A heart attack or stroke can catch people off guard, even if they believe they are not at risk. Now, a new model developed by UConn Health researchers might help us detect cardiac disease better.
Heart attacks and strokes are the leading causes of mortality in the United States, with cholesterol plaques obstructing blood arteries accounting for 70% of all deaths. Despite the high incidence of cardiovascular illness, our best efforts to forecast who is at risk of catastrophic events such as a stroke or heart attack have been unsuccessful.

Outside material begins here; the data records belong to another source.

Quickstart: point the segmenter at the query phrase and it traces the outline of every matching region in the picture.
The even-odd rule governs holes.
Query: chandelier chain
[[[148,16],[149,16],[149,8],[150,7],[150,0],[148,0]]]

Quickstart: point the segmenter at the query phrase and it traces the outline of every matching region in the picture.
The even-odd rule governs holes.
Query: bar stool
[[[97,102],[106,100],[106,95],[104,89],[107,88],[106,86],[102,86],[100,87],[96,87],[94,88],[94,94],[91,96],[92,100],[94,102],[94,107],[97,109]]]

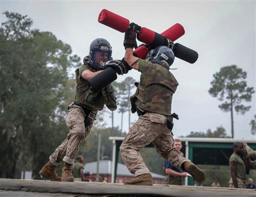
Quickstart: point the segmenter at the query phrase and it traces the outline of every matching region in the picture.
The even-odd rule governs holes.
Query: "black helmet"
[[[107,40],[97,38],[91,43],[89,59],[95,68],[103,69],[103,63],[110,60],[111,55],[112,47]]]
[[[149,52],[146,60],[158,63],[169,68],[174,61],[174,54],[172,50],[168,47],[159,46]]]

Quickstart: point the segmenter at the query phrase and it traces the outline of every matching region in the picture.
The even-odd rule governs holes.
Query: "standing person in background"
[[[84,157],[82,155],[78,155],[77,157],[77,162],[72,166],[72,174],[75,181],[84,181],[83,161]]]
[[[246,174],[249,174],[250,167],[249,157],[246,154],[241,142],[235,142],[233,147],[234,152],[230,158],[231,174],[229,182],[230,187],[245,188],[245,180]]]
[[[242,142],[242,143],[250,157],[251,167],[252,169],[256,169],[256,150],[251,149],[246,142]]]
[[[180,151],[182,148],[181,142],[178,139],[174,139],[172,147]],[[187,176],[187,172],[183,172],[181,169],[173,166],[167,160],[165,161],[164,172],[167,174],[165,179],[165,184],[166,185],[182,185],[181,177]]]

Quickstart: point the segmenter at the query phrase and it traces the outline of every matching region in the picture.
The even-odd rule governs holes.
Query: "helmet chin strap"
[[[153,59],[152,60],[150,60],[150,61],[152,63],[157,63],[157,64],[160,64],[161,66],[162,66],[163,67],[164,67],[164,68],[166,68],[168,71],[170,69],[170,67],[169,66],[169,65],[166,65],[166,64],[165,64],[164,62],[163,62],[163,61],[160,61],[158,59]]]

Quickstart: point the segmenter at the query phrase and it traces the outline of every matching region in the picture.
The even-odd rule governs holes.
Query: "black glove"
[[[136,34],[139,33],[142,27],[135,23],[130,24],[129,28],[125,32],[124,35],[124,48],[138,48],[136,41]]]
[[[106,67],[111,67],[119,75],[128,73],[129,65],[124,60],[110,60],[105,62],[103,66]],[[130,66],[129,66],[130,67]]]
[[[125,67],[125,69],[127,71],[127,72],[125,73],[125,74],[128,73],[129,71],[131,70],[132,69],[132,68],[131,66],[130,66],[128,64],[127,64],[127,62],[125,61],[124,58],[123,58],[122,59],[121,62],[122,62],[122,64],[123,64],[124,65],[124,66]]]

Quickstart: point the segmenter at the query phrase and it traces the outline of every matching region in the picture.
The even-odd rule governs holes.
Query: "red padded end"
[[[184,28],[179,23],[176,23],[167,30],[161,33],[165,38],[170,39],[172,41],[176,40],[185,34]]]
[[[98,22],[122,33],[126,31],[130,25],[129,20],[106,9],[99,13]]]
[[[155,32],[146,27],[142,27],[139,34],[137,35],[138,40],[142,43],[150,44],[154,40]]]
[[[149,52],[149,50],[144,46],[141,46],[133,51],[133,53],[134,53],[138,58],[142,59],[146,58]]]

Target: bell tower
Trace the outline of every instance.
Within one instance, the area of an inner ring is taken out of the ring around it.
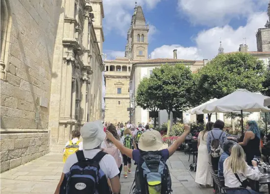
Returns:
[[[261,52],[270,51],[270,0],[268,3],[268,14],[269,19],[265,28],[259,28],[256,34],[257,49]]]
[[[131,58],[134,60],[147,60],[149,25],[146,24],[142,6],[137,6],[137,2],[129,31]]]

Body mass, waist circumference, and the percentage of different fats in a person’s blood are all factors in current risk models. However, using that model to correctly forecast whether someone would have a heart attack in the next five years, for example, is difficult. Other elements, according to many academics, must be at play.
Cardiologists have a negative opinion of foamy macrophages. They’re frequently observed as plaques around inflamed blood vessel sections. Foamy plaque is the most dangerous type of plaque, and it’s linked to advanced cardiovascular disease.
Beiyan Zhou, a UConn Health School of Medicine immunologist says, “We started looking at macrophages, cells that eat lipids stuck to the walls of blood vessels. They look foamy because the fat droplets are contained in the cell and look like a clump of bubbles.”
Foamy macrophages, on the other hand, maybe both more neutral and more intriguing than they’re given credit for. Zhou and colleagues from the MultiEthnic Study of Artherosclerosis (MESA) investigated the foamy cells’ lipid consumption in relation to heart attacks, arthritis, and even irritable bowel syndrome.
The researchers discovered that foamy macrophages are mostly a cleanup crew that consumes fat that has gotten stuck in the incorrect locations. Cardiovascular disease worsens if macrophages are stopped from clearing up. The lipid-eating macrophages, on the other hand, function differently in patients with diabetes, autoimmune illness, or who are taking particular immunotherapies.
“Foaming is not necessarily bad; this is the first time that we can distinguish good and bad foaming. It is the bad foaming that can cause heart attack,” Zhou says.
MESA is long-term research that analyses how cardiovascular disease develops, and Zhou and her team are working on it with UConn Health cardiologists Annabelle Rodriguez-Oquendo and Patrick Murphy, as well as immunologist Anthony Vella.
They want to figure out what triggers foamy cells to become unhealthy and disease-causing. MESA provided the scientists with a big dataset of persons who developed heart disease or did not acquire heart disease during the previous 20 years.
The scientists used MESA’s data to generate a 30-gene model from a pool of harmful foaming genes discovered by AtheroSpectrum, a programme developed by Zhou’s team. The model generated a fairly accurate score of a person’s risks of having a stroke or heart attack over the following 5 years when it was combined with clinical data on blood pressure, current medicines, and diabetes status. Their score was better than cardiologists’ current best practices for predicting adverse outcomes.
Understanding pathogenic foaming has resulted in a new approach for developing future risk assessments for heart disease patients.